Faz parte das regras de etiqueta da alta sociedade PIMBA (Pseudo-intelectuais metidos a besta) exaltar efusivamente ou criticar severamente livros que não leu, que leu apenas a orelha, leu trechos ou breves comentários na internet. O importante é posar de especialista, seja para elogiar ou criticar. Na condição de Mister M da comunidade PIMBA, revelo aqui uma dúzia de livros que, considerando a margem de erro, provavelmente aquele seu amigo descolado, reluzente em sua fina camada de verniz cultural, não leu, mas diz com todas as letras (menos as letras do livro) que sim.
“Finnegans Wake” é o Clovis Bornay dessa lista. É “hors-concours”. Praticamente ninguém leu, mas todo mundo exalta seu magnífico experimentalismo linguístico. Se seu amigo PIMBA comentar com ares de inteligência que acha “Finnegans Wake” melhor que “Ulisses” é xeque-mate. Essa é a prova de que não leu mesmo.
Sabe aquele seu conhecido comunistinha de sandália de dedo? Sim, aquele com a tatuagem do Che, que bate ponto em passeatas em geral e na marcha das vadias em particular (para ver peitinhos com consciência social!). Não, ele não leu “O Capital”. Esse é um fato inapelável da teoria materialista dialética histórica.
Quase todo mundo leu “O Caminho de Swann”. O problema é que os PIMBA de plantão costumam tomar a parte pelo todo e, convenientemente, se esquecem que existem mais seis volumes no romance catedral de Proust. O quê? Sete livros? Sete não é o número do infinito? Infinito é muita coisa para ler!
Experimente pedir para um pretenso leitor de “O Jogo da Amarelinha” que explique o livro. Provavelmente vai se confundir, tropeçar, cair de uma casa para outra, ir para frente e para trás; mas sair do inferno para o céu, nada!
A seleção natural existente nos encontros sociais de gente inteligente e descolada exige a defesa do Evolucionismo como regra básica para garantir a preservação da espécie (ou pelo menos a transa no final da noite). Do contrário o indivíduo será rotulado como o “amigo crente” e motorista da rodada.
Tem mais de meio século que só malucos (e alguns poucos pesquisadores) leem “Minha Luta”. Por que então é tão importante socialmente afirmar (mentir) que leu?
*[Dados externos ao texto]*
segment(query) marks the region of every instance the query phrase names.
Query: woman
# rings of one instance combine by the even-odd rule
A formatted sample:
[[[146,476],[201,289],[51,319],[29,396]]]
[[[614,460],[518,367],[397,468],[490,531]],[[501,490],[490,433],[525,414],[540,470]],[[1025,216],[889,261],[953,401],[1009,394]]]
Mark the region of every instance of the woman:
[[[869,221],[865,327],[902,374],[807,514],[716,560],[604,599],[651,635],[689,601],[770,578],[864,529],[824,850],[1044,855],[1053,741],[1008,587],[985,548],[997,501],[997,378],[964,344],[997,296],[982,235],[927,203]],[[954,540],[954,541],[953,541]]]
Dois motivos. Primeiro para poder dizer que “li, não gostei e reprovo veementemente”. Em segundo lugar para dar a si mesmo certo ar de “bad boy” misterioso e envolvido com leituras não ortodoxas. Infelizmente, para o antinazista de Facebook, alguns milhões de pessoas tiveram a mesma ideia.
Uma viagem que vai do Inferno, passa pelo Purgatório e chega ao Paraíso. Acredite, se bem explorada, essa sinopse dura uma festa inteira. E, com sorte, no final ainda rende uma Beatriz de óculos escuros e cabelos pintados de verde.
O livro em seu conjunto é genial. Contudo, a primeira parte, a Terra, é meio monótona, mas as outras duas, o Homem e a Luta, são muito estimulantes. Quem nunca usou esse clichê atire a primeira pedra cabralina.
Uma frase célebre dessa obra é “os clássicos são livros que sempre se costuma ouvir dizer ‘estou a reler’ e nunca ‘estou a ler’”, incluindo o “Porquê Ler os Clássicos”, de Italo Calvino.
Todo PIMBA politicamente engajado tem a obrigação moral (ou social?) de afirmar categoricamente que leu todo “O Corão” e não encontrou nenhuma passagem sequer que incite a violência.
Todo PIMBA é um leitor crítico da “Bíblia”. Falam que acima de tudo é alta literatura da antiguidade, que é um importante documento histórico, que o Evangelho de João é uma sublime peça gnóstica, que o “Cântico dos Cânticos” é uma obra-prima do erotismo e por aí vai. Como mentir é pecado, vamos dar um desconto e considerar que no Ocidente Cristão a leitura completa da “Bíblia” pode mesmo ser feita por osmose.